Today the view is hazy, as smog chokes the Stratosphere needle and the abundant, cultural black hole that it reigns over. Rather than captivating lights, I first notice the odd suburban tracts that have chased us since we left our beach town 6 hours ago. I notice the cranes, the scaffolds, as the endless construction on the desert oasis continues. The sun is setting as we approach the first rows of hotel-condos. I look back at the red rock mountains behind us. The grey clouds are silhouetted by the descending light. The inner geologist cultivated slowly by eighteen years of living with my mother springs to life in a moment of weakness. I am looking forward to the long bike ride tomorrow that brought us here. Sweat, nature, and family are anathema to some, but all in a day's ride for me.

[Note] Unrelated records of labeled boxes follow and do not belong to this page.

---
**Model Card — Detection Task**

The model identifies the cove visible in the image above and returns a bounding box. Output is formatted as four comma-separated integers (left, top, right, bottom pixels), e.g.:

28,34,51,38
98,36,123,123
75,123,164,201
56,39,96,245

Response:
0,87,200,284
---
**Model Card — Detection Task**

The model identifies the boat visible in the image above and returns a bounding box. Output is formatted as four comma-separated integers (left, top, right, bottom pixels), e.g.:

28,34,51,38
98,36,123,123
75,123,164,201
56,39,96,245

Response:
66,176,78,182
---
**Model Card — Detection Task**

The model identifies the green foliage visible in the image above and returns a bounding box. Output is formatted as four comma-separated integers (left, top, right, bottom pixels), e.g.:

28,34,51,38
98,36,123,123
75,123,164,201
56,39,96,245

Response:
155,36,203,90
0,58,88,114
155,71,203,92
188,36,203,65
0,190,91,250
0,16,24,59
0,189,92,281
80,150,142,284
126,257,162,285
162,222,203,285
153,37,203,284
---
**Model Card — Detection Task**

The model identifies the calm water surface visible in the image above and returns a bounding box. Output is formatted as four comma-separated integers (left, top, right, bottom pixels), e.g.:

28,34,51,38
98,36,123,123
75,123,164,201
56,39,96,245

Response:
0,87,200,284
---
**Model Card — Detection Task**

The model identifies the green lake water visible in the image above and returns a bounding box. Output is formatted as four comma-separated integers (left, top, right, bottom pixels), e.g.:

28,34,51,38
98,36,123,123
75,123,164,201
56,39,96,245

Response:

"Where are we staying?" my mother asks. I glare at her turned back (I am still in the back seat of the '94 Club Wagon, though I have graduated to having my own seat). It is the same glare that she gave me yesterday upon my asking her the same question. Nowadays, we always stay at the same place. The Flamingo Hilton is center-strip, $60 per night, and equip with waterslides, swim-up bar, excellent spa, and plenty of blue-haired old ladies wearing sequined sneakers affixed to an oxygen tank, a cigarette, and a slot machine.

This is my Las Vegas.

Sure enough, as we walk in, there is no shortage of too-high hair, bad yeans, socks and sandals, and scruffy beards as the parade of rednecks, hicks, hipsters, gangsters, suburbanites, and businessmen stroll past my café table while I wait for my mom to return with the room keys. Everyone comes to vacation in Vegas: the whole family, from emphysema auntie to uptight I-banker cousin. Sweetie McFaye just walked by me with a feathered hat, a feathered skirt, and zebra stretch shirt pulled just tight over her high, 65-year-old tits. A giant pink flower pin finished of her rhinestone- trimmed-jacket. Everyone comes to Vegas. The man behind me yells loudly in Mandarin as the couple in Wranglers marvels at the café setup in the middle of the hallway to the casino ("What is this, with coffee and pastries and small tables?"). Well-put-together face and collared shirt gives himself away with baggy bluejeans and New Balance sneakers. So Midwest. Overweight family walks by ostentatiously discussing the buffet. "Nah, that don't go nowhere" is a direct quote. One son's shirt says, "3 can keep a secret if 2 are dead." Gun control, baby. I just saw a mullet. On a woman. With an apparent husband. Seriously. Everyone comes to Vegas. Obvious Florida retirees walk by in snow jackets. A gaggle of twenty-something guys walks by swinging their beers, probably the same type they have been nursing since noon. Artist/photographer swaggers by, carrying his rolling suitcase in his hand, his unkempt mane flowing in the wind as he scopes the scene. Any heels that walk by have a diameter of less than half and inch and are mostly of the type I like to refer to as "stripper heels." You can't imagine the number of pairs of ugly, dirty white sneakers I see walk past, on both men and women, who obviously do not use them for their intended purpose of exercise. Ballet flats and boots, my autumn/winter staples as few and far between. Fat Abercrombie ass just walked by in Uggs next to a girl in thongs. They might be able to use that pair of sneakers that just sauntered by on the refrigerator box with legs. Chic white crop jacket and matching white flat-heeled boots just paraded by into Bijoux Turner, where all items are $10. And the parentals have returned-it's time to go up to the room and crash.

This isn't quite the America that I get in Morningside Heights or Midtown, but it is America all the same. I can't say that I am proud of what I see walking by, but I do appreciate the diversity and the acceptance. You may not see haute couture walking by, but neither do you really see attitude. People are who they are, and they seem to be okay with it.